Biden campaign commits to 3 debates, rejects Trump campaign’s proposals
WASHINGTON — Joe Biden’s campaign said Monday that the former vice president would commit to participating in three debates, and slammed a push by President Trump’s advisors for additional debates as an “effort to change the subject.”
“Our position is straightforward and clear: Joe Biden will accept the Commission’s debates, on the Commission’s dates, under the Commission’s established format and the Commission’s independent choice of moderators,” said Biden Campaign Manager Jen O’Malley Dillon in a letter to the Commission on Presidential Debates, the nonprofit group that sponsors general election debates, which was obtained by the Associated Press. “Donald Trump and Mike Pence should do the same.”

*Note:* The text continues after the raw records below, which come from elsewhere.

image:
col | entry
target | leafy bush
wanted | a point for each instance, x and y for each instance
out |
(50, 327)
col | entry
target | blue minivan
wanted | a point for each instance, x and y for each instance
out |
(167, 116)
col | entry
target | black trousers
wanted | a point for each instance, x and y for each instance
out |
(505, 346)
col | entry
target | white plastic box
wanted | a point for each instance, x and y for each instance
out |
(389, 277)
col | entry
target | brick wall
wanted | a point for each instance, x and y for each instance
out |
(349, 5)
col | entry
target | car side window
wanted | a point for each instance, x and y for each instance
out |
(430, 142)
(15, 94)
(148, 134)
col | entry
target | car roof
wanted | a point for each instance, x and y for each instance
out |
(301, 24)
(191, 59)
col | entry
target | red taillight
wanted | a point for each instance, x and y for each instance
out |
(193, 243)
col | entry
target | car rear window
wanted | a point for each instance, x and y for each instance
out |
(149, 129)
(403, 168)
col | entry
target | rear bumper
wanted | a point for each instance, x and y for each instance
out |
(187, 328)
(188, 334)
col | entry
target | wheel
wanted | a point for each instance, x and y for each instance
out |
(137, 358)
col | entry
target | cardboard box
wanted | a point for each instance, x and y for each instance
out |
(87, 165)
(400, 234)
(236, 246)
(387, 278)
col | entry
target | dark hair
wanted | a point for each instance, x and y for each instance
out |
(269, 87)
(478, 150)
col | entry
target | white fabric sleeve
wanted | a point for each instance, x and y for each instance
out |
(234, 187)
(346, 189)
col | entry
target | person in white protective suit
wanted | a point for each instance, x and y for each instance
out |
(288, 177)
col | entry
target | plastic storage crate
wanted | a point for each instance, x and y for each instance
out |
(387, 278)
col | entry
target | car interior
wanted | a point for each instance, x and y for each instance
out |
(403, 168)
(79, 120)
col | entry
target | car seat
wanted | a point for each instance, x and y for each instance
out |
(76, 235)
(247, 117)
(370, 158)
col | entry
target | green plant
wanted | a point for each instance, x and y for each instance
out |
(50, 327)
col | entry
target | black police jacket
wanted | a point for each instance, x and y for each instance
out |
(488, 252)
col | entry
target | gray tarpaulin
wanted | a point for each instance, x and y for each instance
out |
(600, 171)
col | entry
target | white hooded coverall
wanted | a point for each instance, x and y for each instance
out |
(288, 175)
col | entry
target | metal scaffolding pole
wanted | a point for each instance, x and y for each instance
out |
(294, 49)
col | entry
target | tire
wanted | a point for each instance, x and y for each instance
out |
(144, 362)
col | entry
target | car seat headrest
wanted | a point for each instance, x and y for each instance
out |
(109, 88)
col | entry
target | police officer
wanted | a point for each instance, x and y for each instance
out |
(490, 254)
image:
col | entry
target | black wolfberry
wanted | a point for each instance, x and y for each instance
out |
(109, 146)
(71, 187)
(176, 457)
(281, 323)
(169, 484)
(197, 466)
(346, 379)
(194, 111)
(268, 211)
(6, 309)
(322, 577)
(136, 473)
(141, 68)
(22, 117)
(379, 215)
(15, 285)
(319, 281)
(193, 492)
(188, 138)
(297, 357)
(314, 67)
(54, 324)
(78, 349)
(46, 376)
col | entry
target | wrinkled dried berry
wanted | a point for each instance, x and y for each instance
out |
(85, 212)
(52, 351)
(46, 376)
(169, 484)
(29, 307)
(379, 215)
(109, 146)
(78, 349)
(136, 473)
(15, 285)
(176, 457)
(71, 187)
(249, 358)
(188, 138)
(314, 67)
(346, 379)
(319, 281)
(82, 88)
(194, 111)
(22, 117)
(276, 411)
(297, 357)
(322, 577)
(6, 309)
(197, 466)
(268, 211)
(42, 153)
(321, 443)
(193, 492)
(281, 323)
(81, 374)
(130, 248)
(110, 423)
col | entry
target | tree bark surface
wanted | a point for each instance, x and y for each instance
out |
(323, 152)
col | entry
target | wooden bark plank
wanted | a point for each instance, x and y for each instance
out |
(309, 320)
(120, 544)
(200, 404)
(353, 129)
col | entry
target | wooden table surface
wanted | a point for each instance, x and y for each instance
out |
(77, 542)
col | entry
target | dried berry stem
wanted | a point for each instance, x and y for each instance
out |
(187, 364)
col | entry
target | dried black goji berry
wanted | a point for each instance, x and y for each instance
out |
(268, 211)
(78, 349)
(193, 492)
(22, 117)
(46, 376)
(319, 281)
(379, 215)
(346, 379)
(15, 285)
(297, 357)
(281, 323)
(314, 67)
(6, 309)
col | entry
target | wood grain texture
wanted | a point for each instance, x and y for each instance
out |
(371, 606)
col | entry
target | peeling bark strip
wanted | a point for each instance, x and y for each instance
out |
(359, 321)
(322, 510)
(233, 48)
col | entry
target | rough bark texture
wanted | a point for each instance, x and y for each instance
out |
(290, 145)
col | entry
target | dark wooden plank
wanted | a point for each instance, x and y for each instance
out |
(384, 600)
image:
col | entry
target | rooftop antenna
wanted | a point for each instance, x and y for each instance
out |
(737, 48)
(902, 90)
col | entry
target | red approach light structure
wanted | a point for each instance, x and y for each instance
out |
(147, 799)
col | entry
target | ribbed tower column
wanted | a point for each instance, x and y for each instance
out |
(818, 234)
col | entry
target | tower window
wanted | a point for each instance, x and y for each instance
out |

“Any ‘debate proposals’ in lieu of that are just an effort to change the subject, avoid debates, or create a distracting ‘debate about debates,’” she added.
The letter, which was first reported by the Washington Post, came in response to a request made by Trump campaign manager Brad Parscale and former New York City Mayor Rudy Giuliani to add another, earlier debate to the current schedule of three. They also proposed that each campaign have a role in selecting the debate moderators.
Trump’s team noted absentee and mail voting is being expanded because of the COVID-19 pandemic and expressed concern that some ballots — especially those by elderly voters most at risk to the virus — could be cast before the first debate. The first is scheduled for Sept. 29 at the University of Notre Dame.
The seeming acceptance that a vast number of this year’s votes will be cast by mail marks a change for the campaign. Both Giuliani and Trump have criticized widespread mail voting and claimed without evidence that mail ballots are ripe for fraud.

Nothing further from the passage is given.